The process of identifying a solution for this situation discovered the necessity of the following technological capabilities:
At MegaCorp, a North Carolina based manufacturer of advanced technical textiles, leaders are constantly jousting with rival HyperCorp, each striving to steal market share from the other. Recently, HyperCorp has released several innovative new products, with properties that MegaCorp had not considered possible, and were not able to deliver in their own products.
After the most recent release, MegaCorp leaders dug in and discovered that HyperCorp had integrated advanced technology developed by researchers at Miskatonic University.
"Why," asked MegaCorp CEO Howard Phillips,
"did we not know about this sooner? This is actually a better fit for our product.. if we had done this first, we could have taken a huge chunk of HyperCorp’s market share, instead of letting them jump out in front of us!"
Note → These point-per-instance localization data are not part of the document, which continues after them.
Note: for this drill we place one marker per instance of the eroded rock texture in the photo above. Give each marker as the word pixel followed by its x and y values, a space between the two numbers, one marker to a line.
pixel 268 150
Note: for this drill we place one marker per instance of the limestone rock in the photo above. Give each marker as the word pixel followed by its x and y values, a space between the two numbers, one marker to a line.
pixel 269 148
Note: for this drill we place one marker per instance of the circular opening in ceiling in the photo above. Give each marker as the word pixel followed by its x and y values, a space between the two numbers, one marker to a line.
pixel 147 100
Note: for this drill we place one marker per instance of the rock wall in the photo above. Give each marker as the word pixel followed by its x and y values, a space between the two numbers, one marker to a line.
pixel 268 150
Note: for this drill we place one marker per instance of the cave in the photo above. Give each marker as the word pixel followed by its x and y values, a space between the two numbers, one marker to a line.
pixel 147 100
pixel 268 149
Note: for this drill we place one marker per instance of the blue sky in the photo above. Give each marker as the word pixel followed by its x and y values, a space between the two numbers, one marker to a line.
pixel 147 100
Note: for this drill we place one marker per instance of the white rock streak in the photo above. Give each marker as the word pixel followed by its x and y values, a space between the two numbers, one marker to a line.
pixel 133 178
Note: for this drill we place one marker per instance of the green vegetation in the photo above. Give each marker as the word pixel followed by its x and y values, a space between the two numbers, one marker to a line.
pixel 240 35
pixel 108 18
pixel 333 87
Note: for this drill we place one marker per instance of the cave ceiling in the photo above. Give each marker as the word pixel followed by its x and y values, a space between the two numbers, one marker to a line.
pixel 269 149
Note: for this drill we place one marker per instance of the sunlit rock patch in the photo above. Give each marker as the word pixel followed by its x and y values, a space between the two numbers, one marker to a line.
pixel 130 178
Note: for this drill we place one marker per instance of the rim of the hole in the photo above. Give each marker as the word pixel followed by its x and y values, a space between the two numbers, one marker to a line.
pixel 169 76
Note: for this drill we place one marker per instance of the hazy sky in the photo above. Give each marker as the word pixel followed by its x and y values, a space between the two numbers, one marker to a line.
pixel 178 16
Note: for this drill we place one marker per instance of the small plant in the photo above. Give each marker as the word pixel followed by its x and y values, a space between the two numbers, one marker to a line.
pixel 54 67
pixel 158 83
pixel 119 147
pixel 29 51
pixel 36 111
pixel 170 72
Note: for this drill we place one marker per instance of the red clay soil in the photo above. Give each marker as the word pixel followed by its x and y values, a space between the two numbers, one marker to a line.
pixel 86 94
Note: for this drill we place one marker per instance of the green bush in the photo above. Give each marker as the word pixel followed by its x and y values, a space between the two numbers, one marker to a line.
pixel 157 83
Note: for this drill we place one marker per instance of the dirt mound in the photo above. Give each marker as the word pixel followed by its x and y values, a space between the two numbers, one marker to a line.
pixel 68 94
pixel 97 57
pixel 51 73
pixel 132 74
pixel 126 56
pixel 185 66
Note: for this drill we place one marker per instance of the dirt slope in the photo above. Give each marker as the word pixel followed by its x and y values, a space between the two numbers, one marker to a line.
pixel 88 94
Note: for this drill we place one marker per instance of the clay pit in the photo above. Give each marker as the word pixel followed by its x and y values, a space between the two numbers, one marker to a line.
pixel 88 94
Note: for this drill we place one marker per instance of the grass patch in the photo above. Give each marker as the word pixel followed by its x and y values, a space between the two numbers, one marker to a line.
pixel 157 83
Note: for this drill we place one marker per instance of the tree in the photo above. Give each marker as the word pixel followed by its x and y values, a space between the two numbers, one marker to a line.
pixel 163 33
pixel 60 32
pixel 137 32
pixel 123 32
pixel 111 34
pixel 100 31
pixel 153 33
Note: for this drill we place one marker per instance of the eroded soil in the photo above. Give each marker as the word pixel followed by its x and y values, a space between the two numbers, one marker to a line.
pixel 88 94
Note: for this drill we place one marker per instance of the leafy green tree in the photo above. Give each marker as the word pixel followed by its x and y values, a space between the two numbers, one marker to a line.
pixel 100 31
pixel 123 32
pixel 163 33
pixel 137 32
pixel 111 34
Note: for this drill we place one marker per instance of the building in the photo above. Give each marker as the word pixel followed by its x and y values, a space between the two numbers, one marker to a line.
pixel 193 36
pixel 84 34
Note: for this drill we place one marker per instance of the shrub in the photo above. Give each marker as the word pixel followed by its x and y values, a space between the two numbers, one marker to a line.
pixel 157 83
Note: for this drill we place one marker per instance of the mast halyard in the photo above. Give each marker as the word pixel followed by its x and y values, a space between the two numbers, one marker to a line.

In order to address this lack of awareness of emerging technologies, MegaCorp decide to implement a Technology Radar. An "emerging technologies" channel is created (Capability C2), where every member of the organization can submit links to documents, articles and documents (Capability C6) that touch on technologies related to MegaCorp’s industry, along with relevant news-feeds and data streams from external content repositories (Capability C3). Users throughout the organization vote, tag and comment on each submission, allowing the collective intelligence of the organization (Capability C1)to filter the less important items, while pushing the key ones to the top. Product Managers and executives begin to make browsing the latest ‘top items’ (Capability C7) on the channel a routine habit... and some users configure the system to send them a dynamic alert via instant messaging when an entry reaches a certain score (Capability C5) while other users choose to filter entries by keyword or topic (Capability C4).
A few months later, the Flozzit Product Manager receives such an instant message - the link is to a paper published by researchers at Arkham University, detailing the development of a breakthrough in nanotechnology which solves a problem that MegaCorp engineers have been struggling with. MegaCorp quickly contact the AU technology transfer office, negotiate to license the new technology and begin integrating the new approach. They also manage to recruit two of the students from AU who worked on the project to join their own internal R&D department.
Using the new technology, MegaCorp are able to release their "Flozzit" material with properties which clearly outclass the closest equivalent material from HyperCorp,which had been steadily eroding market-share away from MegaCorp until now.
CEO Phillips talks to his managers and explains why he’s happy with developments - "If we hadn’t rolled that new stuff out when we did, HyperCorp would have been able to put a dagger into our heart. Now we’ve shown them, and the market, that they aren’t always the ones on the forefront of technical advancements. And the two new guys we hired from Arkham are already hard at work on some stuff that’s going to blow everybody away."